In Python, I've created a similar datetime object and tried converting it to posix:
import time
import datetime
import numpy as np
time_string = '2020-04-30 10:05:00'
calendar, clock = time_string.split(' ')
year,month,day = [np.int(x) for x in calendar.split('-')]
hour,minute,second = [np.int(x) for x in clock.split(':')]
dt = datetime.datetime(year, month, day, hour, minute, second)
ut = time.mktime(dt.timetuple())
at which point,
ut = 1588262700.0
In case the hours and minutes are mixed up,
dt2 = datetime.datetime(year, month, day, minute, hour, second)
ut2 = time.mktime(dt2.timetuple())
returns
ut2 = 1588245000.0
Why am I seeing this discrepancy between MATLAB and Python? Also, is there a way to parse a date/time string and convert it to posix more efficiently?
In Python, if you parse a date/time string that does not contain timezone information or UTC offset to a datetime
object, the resulting object is naive, i.e. it does not know about any timezone, DST or UTC offset.
From the docs:
A naive object does not contain enough information to unambiguously locate itself relative to other date/time objects. Whether a naive object represents Coordinated Universal Time (UTC), local time, or time in some other timezone is purely up to the program, just like it is up to the program whether a particular number represents metres, miles, or mass.
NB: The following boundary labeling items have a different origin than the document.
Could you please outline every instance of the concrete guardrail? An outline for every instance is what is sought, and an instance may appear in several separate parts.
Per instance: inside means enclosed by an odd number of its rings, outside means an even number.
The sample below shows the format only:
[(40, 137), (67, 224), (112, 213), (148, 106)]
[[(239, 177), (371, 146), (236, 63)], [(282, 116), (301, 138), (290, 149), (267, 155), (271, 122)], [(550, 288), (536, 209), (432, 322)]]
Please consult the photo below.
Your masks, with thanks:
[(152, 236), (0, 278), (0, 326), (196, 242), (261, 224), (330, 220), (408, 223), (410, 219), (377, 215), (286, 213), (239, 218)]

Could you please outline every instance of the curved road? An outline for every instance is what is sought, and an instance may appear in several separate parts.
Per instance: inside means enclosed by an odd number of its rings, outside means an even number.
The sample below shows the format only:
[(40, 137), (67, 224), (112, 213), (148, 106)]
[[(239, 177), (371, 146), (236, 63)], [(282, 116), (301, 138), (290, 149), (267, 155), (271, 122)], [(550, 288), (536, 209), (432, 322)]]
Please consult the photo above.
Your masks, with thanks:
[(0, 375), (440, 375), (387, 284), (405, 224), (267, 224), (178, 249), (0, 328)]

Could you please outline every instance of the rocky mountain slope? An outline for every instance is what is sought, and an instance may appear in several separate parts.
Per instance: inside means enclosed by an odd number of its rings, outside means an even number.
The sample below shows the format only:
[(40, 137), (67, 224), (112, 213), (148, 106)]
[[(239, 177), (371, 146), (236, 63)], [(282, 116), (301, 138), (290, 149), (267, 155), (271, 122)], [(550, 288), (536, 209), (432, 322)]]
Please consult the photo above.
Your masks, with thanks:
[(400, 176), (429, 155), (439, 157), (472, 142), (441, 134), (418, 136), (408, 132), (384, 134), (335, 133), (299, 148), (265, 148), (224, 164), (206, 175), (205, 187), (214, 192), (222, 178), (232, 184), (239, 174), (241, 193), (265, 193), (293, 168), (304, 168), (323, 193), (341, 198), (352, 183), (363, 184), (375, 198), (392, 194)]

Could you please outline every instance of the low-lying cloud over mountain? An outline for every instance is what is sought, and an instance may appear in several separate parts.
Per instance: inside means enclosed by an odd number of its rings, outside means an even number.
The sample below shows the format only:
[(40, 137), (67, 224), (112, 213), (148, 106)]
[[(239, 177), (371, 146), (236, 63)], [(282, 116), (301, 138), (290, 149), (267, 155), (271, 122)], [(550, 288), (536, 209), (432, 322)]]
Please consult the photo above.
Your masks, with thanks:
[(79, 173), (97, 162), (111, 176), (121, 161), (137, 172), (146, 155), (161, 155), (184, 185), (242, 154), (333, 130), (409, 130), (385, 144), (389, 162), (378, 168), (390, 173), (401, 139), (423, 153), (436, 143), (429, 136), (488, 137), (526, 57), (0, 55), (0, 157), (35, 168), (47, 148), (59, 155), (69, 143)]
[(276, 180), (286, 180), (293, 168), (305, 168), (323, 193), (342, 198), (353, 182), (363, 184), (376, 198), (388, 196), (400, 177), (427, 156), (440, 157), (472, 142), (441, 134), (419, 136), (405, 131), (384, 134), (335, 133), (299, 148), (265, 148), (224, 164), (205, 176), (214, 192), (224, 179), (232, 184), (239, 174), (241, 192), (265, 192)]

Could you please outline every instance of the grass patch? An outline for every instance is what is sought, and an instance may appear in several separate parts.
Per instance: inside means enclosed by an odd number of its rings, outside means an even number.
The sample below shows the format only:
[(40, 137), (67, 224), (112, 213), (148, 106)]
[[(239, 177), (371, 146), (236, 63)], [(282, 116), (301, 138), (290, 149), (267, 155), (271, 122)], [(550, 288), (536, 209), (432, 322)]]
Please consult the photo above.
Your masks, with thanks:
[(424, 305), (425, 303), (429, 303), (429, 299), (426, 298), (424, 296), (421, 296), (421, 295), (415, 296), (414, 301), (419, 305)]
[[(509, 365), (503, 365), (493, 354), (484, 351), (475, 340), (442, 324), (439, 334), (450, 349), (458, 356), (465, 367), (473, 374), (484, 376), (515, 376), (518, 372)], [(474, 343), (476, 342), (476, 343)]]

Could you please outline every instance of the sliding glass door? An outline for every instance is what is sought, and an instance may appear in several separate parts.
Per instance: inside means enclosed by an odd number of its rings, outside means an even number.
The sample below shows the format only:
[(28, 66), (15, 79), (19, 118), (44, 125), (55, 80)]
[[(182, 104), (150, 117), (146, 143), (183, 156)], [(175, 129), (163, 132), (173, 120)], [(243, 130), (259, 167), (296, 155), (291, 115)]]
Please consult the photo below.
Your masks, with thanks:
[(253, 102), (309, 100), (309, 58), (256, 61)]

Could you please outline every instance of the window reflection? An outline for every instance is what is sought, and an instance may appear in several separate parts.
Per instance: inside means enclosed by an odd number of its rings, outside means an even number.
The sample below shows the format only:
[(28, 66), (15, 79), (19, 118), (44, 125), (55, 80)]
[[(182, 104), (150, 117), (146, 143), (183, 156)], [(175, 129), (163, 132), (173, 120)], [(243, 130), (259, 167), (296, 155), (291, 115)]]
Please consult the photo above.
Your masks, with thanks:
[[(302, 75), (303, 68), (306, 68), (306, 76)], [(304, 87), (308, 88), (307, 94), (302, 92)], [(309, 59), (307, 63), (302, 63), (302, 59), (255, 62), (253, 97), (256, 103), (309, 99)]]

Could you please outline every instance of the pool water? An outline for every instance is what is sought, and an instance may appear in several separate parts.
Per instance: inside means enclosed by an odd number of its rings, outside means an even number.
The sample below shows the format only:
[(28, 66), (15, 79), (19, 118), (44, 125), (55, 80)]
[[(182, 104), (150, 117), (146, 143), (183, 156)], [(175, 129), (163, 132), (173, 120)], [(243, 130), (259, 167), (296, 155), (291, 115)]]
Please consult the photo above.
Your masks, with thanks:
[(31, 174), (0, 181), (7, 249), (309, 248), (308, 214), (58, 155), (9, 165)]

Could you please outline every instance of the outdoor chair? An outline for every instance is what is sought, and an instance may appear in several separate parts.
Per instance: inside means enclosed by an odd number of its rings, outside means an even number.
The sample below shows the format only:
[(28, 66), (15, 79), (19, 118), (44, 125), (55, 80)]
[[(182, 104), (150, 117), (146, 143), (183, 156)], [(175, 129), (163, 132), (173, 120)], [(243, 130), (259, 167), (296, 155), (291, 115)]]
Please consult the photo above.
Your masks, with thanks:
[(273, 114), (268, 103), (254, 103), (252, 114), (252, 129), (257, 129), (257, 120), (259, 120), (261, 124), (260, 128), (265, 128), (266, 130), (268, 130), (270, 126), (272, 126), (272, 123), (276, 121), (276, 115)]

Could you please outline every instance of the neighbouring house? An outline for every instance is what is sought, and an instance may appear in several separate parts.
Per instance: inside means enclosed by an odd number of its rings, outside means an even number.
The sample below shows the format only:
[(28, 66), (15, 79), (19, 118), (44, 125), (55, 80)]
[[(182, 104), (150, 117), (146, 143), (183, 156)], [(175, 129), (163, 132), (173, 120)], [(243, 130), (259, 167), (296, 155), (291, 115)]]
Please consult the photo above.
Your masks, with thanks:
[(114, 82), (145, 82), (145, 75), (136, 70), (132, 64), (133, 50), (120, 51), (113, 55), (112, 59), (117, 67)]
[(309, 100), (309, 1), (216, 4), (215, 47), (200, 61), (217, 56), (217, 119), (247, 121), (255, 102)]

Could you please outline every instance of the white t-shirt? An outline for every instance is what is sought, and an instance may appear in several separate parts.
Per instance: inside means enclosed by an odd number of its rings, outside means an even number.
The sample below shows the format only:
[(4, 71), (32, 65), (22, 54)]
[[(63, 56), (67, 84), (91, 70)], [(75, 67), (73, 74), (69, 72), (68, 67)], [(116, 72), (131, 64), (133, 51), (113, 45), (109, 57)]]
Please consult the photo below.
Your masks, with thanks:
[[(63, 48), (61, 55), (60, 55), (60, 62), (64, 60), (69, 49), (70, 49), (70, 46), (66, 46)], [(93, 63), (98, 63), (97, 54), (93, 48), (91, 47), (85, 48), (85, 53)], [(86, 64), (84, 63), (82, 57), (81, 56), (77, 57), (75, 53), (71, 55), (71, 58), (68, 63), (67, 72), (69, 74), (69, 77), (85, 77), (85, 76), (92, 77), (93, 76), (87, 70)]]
Naive objects are easy to understand and to work with, at the cost of ignoring some aspects of reality.
Python will by default assume that a naive datetime
object belongs in the timezone of your operating system!
More from the docs:
Warning: Because naive datetime objects are treated by many datetime methods as local times, it is preferred to use aware datetimes to represent times in UTC.
For the given example, you will need to specify timezone information to avoid ambiguities:
from datetime import datetime, timezone
# parse to datetime, in this case we don't need strptime since string is ISO8601 compatible
dtobj = datetime.fromisoformat('2020-04-30 10:05:00')
# naive, no tz info: datetime.datetime(2020, 4, 30, 10, 5)
# add a timezone, for UTC, we can use timezone.utc from the datetime module:
dtobj = dtobj.replace(tzinfo=timezone.utc)
# tz-aware: datetime.datetime(2020, 4, 30, 10, 5, tzinfo=datetime.timezone.utc)
# now we can obtain the posix timestamp:
posix = dtobj.timestamp()
print(posix)
# 1588241100.0
If you intend to work frequently with time series data in Python, have a look at the dateutil package.